I am currently a Senior Instructor in the Computer Science department at Portland State University, where I teach courses in Human-Computer Interaction, Computer Ethics, and introductory computing for non-CS-majors. I am also a cluster coordinator for the very cool University Studies program.

This page summarizes my prior experience teaching at UC Irvine and Georgia Tech. My current courses are hosted elsewhere:  » PSU Homepage « 

The back of two student comment cards from my HCI class at UCI. Left: a sketch of me teaching the class with the slide headline reading, "Design for the WILD!" Right: "I have found that the readings are way more interesting than any of my other classes"

Pictured above: A couple of student comment cards from my Intro to HCI class taught at UCI in the Winter of 2014. These were handed out and collected at each lecture. These cards provided students with a semi-anonymous way to give feedback about the class and ask questions. Student comments provided useful material for starting the next lecture with a summary of key points from the previous class and a recap of any outstanding questions.

As the instructor for Intro to HCI in 2014, I transformed the textbook and exam based course into a project-based Human-Centered Design course.

I have also been a teaching assistant for classes in HCI and Computer Science at UC Irvine and Georgia Tech.


Sophomore/Junior-level core course about human-computer interaction research and practice. I taught this class with custom syllabus re-designed from the ground up around a quarter-long human-centered design project. Students practiced skills from formative research through low-fi prototyping and basic user evaluation. Readings were chosen to help students learn practical design skills while also exploring the relationships among design practice, ethics, culture, and computing technology.

Teaching Assistant

Junior/Senior-level course focusing on the social impacts of computing. Structured around readings in HCI, Sociology, and Science Technology & Society (STS), discussion, and the writing of a final paper.

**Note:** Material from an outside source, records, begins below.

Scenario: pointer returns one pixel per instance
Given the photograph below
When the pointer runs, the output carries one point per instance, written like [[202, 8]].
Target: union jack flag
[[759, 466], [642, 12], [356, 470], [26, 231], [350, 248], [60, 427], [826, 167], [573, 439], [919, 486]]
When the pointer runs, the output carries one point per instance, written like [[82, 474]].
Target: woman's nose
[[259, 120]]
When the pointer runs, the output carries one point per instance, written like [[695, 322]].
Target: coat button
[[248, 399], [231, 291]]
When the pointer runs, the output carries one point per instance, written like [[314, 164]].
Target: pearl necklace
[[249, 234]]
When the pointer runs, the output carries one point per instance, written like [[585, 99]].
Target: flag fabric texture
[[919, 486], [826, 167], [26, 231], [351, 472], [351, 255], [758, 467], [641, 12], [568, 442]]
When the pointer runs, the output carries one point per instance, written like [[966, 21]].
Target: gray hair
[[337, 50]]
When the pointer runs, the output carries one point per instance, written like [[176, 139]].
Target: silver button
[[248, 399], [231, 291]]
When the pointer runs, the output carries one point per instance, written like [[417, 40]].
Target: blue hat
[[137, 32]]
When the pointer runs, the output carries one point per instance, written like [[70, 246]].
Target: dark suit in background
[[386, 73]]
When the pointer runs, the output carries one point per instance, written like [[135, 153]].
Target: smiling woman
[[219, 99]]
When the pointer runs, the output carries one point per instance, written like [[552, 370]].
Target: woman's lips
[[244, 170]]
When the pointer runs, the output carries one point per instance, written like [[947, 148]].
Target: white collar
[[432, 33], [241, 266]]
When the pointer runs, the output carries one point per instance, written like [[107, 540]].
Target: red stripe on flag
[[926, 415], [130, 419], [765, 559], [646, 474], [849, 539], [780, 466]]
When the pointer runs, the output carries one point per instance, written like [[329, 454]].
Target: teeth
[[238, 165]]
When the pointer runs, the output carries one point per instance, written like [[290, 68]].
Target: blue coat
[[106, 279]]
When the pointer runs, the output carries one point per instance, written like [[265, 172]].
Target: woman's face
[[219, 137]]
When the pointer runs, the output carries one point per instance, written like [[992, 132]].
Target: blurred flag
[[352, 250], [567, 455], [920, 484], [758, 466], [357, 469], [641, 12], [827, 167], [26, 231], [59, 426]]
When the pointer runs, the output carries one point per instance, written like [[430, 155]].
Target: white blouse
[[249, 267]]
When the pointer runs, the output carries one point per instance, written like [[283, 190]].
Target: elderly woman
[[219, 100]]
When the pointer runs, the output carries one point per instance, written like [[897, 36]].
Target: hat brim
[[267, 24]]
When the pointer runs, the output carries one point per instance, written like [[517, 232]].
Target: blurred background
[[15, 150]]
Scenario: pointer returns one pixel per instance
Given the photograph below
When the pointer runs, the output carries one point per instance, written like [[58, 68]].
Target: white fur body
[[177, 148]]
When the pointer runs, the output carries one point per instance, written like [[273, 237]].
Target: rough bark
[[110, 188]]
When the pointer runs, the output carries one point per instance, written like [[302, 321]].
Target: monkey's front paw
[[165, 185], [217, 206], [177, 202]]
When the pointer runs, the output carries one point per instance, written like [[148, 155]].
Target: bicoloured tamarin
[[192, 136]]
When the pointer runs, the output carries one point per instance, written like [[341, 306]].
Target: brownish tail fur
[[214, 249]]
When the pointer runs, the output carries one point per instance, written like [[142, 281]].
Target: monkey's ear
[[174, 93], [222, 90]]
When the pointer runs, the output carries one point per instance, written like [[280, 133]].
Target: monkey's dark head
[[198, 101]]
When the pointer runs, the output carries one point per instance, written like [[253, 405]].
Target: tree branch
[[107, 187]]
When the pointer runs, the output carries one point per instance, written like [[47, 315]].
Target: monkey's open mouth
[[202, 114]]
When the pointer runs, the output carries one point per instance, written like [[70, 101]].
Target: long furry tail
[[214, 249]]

Sophomore-level course to introduce the fundamentals of object oriented software architecture and programming. Structured around a semester-long team-based programming project; taught in Squeak, a variant of smalltalk.

As head TA (2003-2005), in addition to grading and being the primary point of contact for my section of ~25 students (out of 150-250 in the whole class), I was also responsible for interviewing, hiring, and helping to supervise a team of 6-8 other teaching assistants, as well as assisting the professor directly with course design and planning.